Besarnya volume impor garam membuat harga jatuh.
REPUBLIKA.CO.ID, JAKARTA — Jatuhnya harga garam hasil produksi petambak lokal dinilai akibat produksi yang melimpah imbas musim kemarau. Namun, peningkatan produksi itu tidak disertai dengan manajemen garam yang tepat sehingga produksi tidak terserap secara optimal.
Guru Besar Institut Pertanian Bogor (IPB), Dwi Andreas Santosa, mengatakan, pemerintah perlu turun tangan untuk berupaya melakukan penyerapan garam dari para petambak. Rendahnya harga harga garam patut menjadi evaluasi pemerintah dalam mengatur siklus produksi garam di dalam negeri.
“Tahun ini musim kemarau. Sudah jelas ketika kemarau produksi garam akan meningkat drastis. Sudah hukumnya ketika produksi berlebih harga akan jatuh,” kata Andreas kepada Republika.co.id, Jumat (5/7).
Selain produksi yang diyakini meningkat, besarnya volume impor garam tahun lalu yang mencapai 3,7 juta ton membuat keberadaan stok impor tersebut menganggu penyerapan produksi lokal hingga saat ini. Oleh karena itu, rendahnya harga garam yang terjadi juga merupakan imbas dari tata kelola manajemen stok garam di tahun 2018.
Di saat yang bersamaan, lanjut Andreas, kualitas garam yang diproduksi petambak belum sepenuhnya memenuhi standar yang diinginkan oleh industri. Salah satunya kadar Natrium Klorida (NaCl) yang masih berada di bawah 94 persen. Sementara industri rata-rata mensyarakatkan kadar minimal NaCl minimal 96 persen.
Andreas mengatakan, sektor pergaraman mesti melakukan modernisasi dalam budidaya garam untuk dapat meningkatkan kualitasnya. Peningkatan kualitas itu, kata Andreas dapat menjadi strategi jangka panjang yang harus dilakukan Kementerian Kelauran dan Perikanan (KKP) secara terukur.
“Ini perlu investasi karena berkaitan dengan teknologi. Pemerintah juga harus melatih petambak dengan benar agar bisa meningkatkan kualitas garam. Sekaligus diberikan bantuan modal usaha,” kata Andreas.
Pakar Perikanan dan Kelautan IPB, Nimmi Zulbarnaini, menambahkan, Kementerian Perindustrian (Kemenperin) wajib untuk memperketat pengawasan impor garam industri. Ia menyebut, ada potensi kebocoran garam industri ke pasar dan menjadi garam konsumsi jika pengawasan lemah. Hal itu sudah pasti bakal membuat ceruk pasar bagi garam lokal untuk konsumsi masyarakat kalah saing. “Ada dugaan garam impor bocor.

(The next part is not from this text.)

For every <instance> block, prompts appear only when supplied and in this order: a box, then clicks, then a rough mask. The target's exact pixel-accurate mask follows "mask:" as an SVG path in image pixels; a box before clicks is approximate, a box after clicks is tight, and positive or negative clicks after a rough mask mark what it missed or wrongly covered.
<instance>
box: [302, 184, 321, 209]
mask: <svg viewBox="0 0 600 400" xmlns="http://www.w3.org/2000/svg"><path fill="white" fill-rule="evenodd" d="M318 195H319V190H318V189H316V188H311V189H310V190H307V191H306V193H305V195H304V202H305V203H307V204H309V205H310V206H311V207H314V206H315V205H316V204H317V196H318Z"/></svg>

Itu harus diawasi supaya garam lokal tidak tergerus pasarnya,” kata dia.
Senada dengan Andreas, Nimmi mengatakan, pada kenyataan di lapangan kualitas garam lokal memang masih rendah. Berdasarkan pengamatan yang dilakukan, selain kadar NaCl, kandungan air garam lokal masih lebih tinggi dibanding garam impor. Hal itu wajar terjadi karena mayoritas petambang masih mengandalkan sinar matahari.
Sementara industri tidak dapat menggunakan garam yang kadar airnya tinggi sebab akan larut dengan cepat ketika tengah di simpan di gudang. Ia mengatakan, sesuai Standar Nasional Indonesia (SNI) garam yang larut dalam air maksimal 0,5 persen. Sedangkan realita garam milik petambak, sekitar 0,1-0,2 yang terlarut dalam air.
“Memang ketika kami mengecek langsung ke lapangan, garam lokal belum sesuai kebutuhan industri. Sampai kapanpun ini tidak ketemu kalau tidak ada perbaikan kualitas,” kata dia.